Бородач запрокинул голову, кадык дернулся под сморщенной кожей, водка провалилась в желудок. Грузчик незаметно вывернул кисть, вылил свою порцию, к губам поднес пустой стакан . Стали закусывать. Через пару минут Дмитрий понял, почему его новый знакомый сидел в рюмочной в одиночестве. Борис Львович так приседал на уши, что диалог просто был невозможен. А здесь к тому же уши свежие, незаезженные.

- Живем мы, Дмитрий, в таком дерьмовом мире, что не пить нельзя. Ты думаешь, я всегда пил? Нет, любезный, я на авиационном заводе инженером служил! Техническое образование у меня. В советском ВУЗе учился, тогда преподаватели за мзду оценки не ставили. Зарплата хорошая была, машина, на кооператив копил, мог себе любое хобби позволить. Потом – бац! Перестройка, девяностые! Вместо самолетов стали кастрюли да санки для детей клепать! Зарплата – квартиру оплатить и с голоду не подохнуть! Какие уж тут увлечения. Только вот это.

Борис Львович налил по второй, символически чокнулся, выпил, продолжил.

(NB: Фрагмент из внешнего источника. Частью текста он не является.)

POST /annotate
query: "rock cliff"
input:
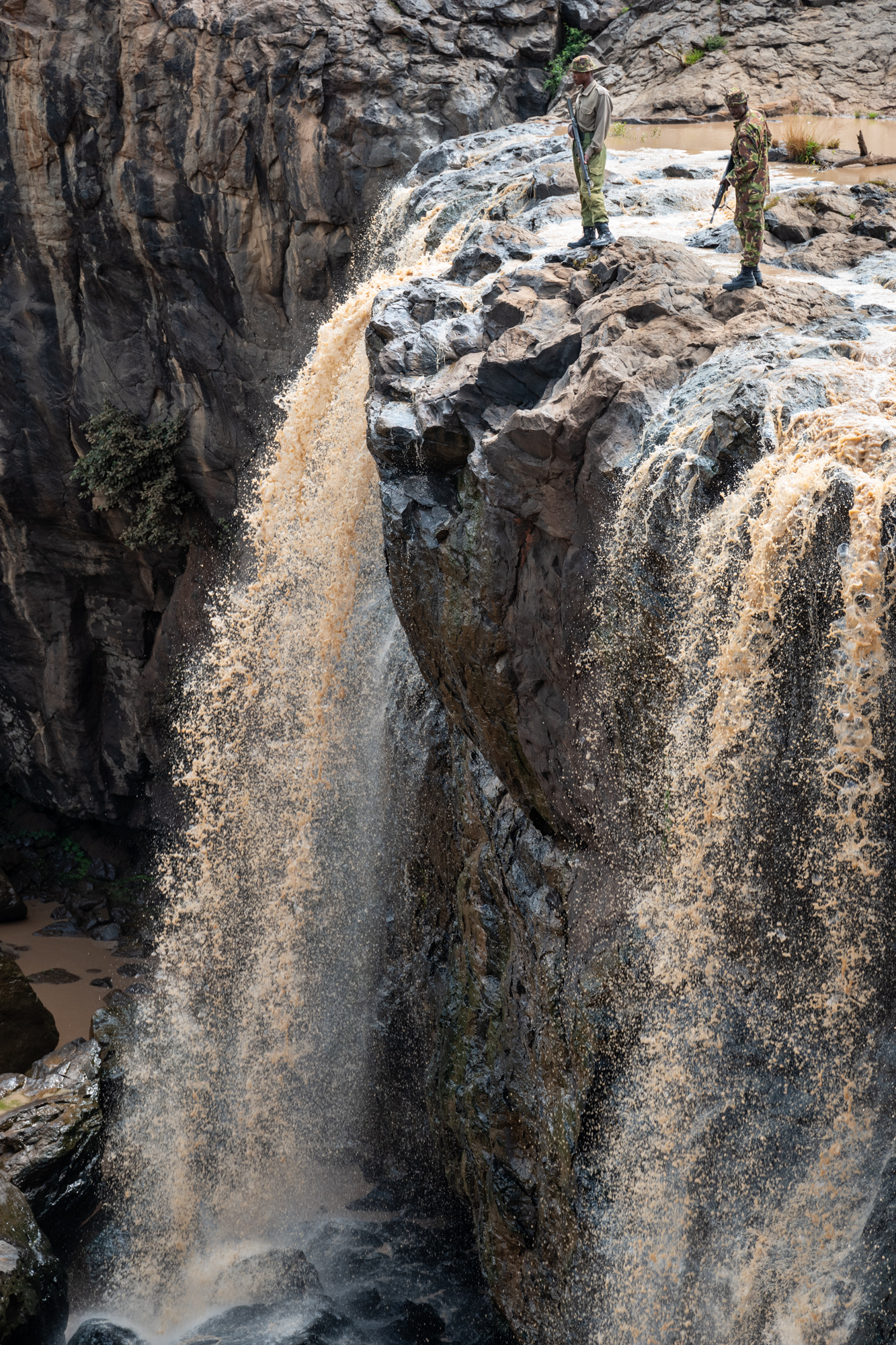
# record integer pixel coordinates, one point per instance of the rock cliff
(182, 188)
(822, 59)
(505, 422)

- Наши правители – хитрые люди! Себестоимость водки 5 копеек, пусть рубль по сегодняшнему. Продают – сам знаешь, в розлив еще дороже. Но зарплаты на нее всегда хватит – пей мужик, не горюй, вот тебе и развлечения, вот и ощущения. К 40 годам от водки болячки всякие вылезают, по врачам муторно ходить, нормально только за деньги лечить будут. Вот и глушишь боль алкоголем и дороги назад уже нет. К 60 годам – в гроб! Пенсии платить некому, сэкономили. А кто дожил, так ему еще хуже.

- Так живут же на пенсии.

- Не живут, а выживают. Хорошо, если дети помогают, а как не нажил, или пережил ребенка своего, тогда как? В богадельню, на зассанный матрац? Я вот пенсионер. Чтобы хоть как-нибудь не с хлеба на квас перебиваться, в школе трудовиком работаю, оболтусов учу табуретки делать. Зарплата – целых 8 тыщ! Хорошо токарные станки не продали, заколымлю иной раз – таким же старикам для их четырехколесной рухляди деталь какую за пузырь выточу. Только руки уже не те!

Бородач налил себе третью, из-под набрякших век протекла слеза.

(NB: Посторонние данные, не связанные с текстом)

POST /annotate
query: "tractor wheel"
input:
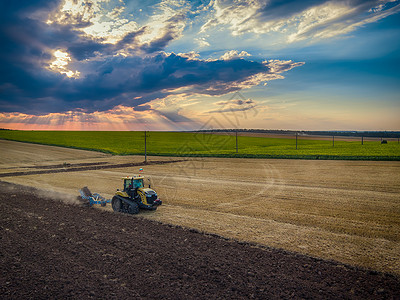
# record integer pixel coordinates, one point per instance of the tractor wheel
(133, 209)
(116, 204)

- Знаешь, бросай ты это дело, пока не спился совсем. Ты кем раньше работал?

- В МЧС, водолазом. – Брякнул Дмитрий и попытался вставить легенду:

- Я ведь раньше здесь жил, в 80 школу ходил, одноклассник тут рядом живет – Андрюха Горохов.

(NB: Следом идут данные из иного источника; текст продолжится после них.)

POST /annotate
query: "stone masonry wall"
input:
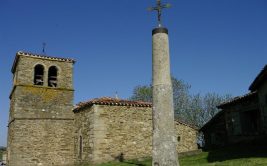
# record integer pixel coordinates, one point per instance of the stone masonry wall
(84, 123)
(262, 92)
(186, 137)
(122, 132)
(115, 132)
(24, 74)
(41, 123)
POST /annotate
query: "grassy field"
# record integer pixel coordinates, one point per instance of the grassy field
(239, 155)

- Людей спасал? – перебил Борис Львович.

- Приходилось, как же.

- Работа у тебя такая была – людей за деньги спасать. А не за что их спасать! Ни в одной цивилизованной стране люди так друг другу не относятся! Человек человеку – волчище саблезубый! Не наебешь – не проживешь. Жалкое существование и неустроенность свою оправдываем особым путем, особой статью, понимать не надо, понимаишь, – только верить! Выбирай сердцем!

Бывший советский инженер налил снова и дальше пил один, не заморачиваясь этикетом.

- Нет в нас никакой духовности! Кто у нас про нее сказки складывал? Писатели – сплошь дворяне, помещики, игроки рулеточные! Запахнутся в халат, винца дернут у печки и давай пером скрипеть о широте души русской, тройке с бубенцами! А ты пойди, лошадок в двадцатиградусный мороз запряги, рожу на ветру поморозь! Была, может, духовность в начале 20 века, во время войны великой, да вся вышла – с водой и младенца выплеснули. Сейчас живем, пьем – чего еще надо. Все также оправдываем рабское свое существование непротивлением злу из-за страха и лени. Тешим себя – вот загонят русского медведя в угол, ужо мы им покажем! Умрем как один, костьми ляжем. Да, с пушечным мясом и царским и советским генералам повезло.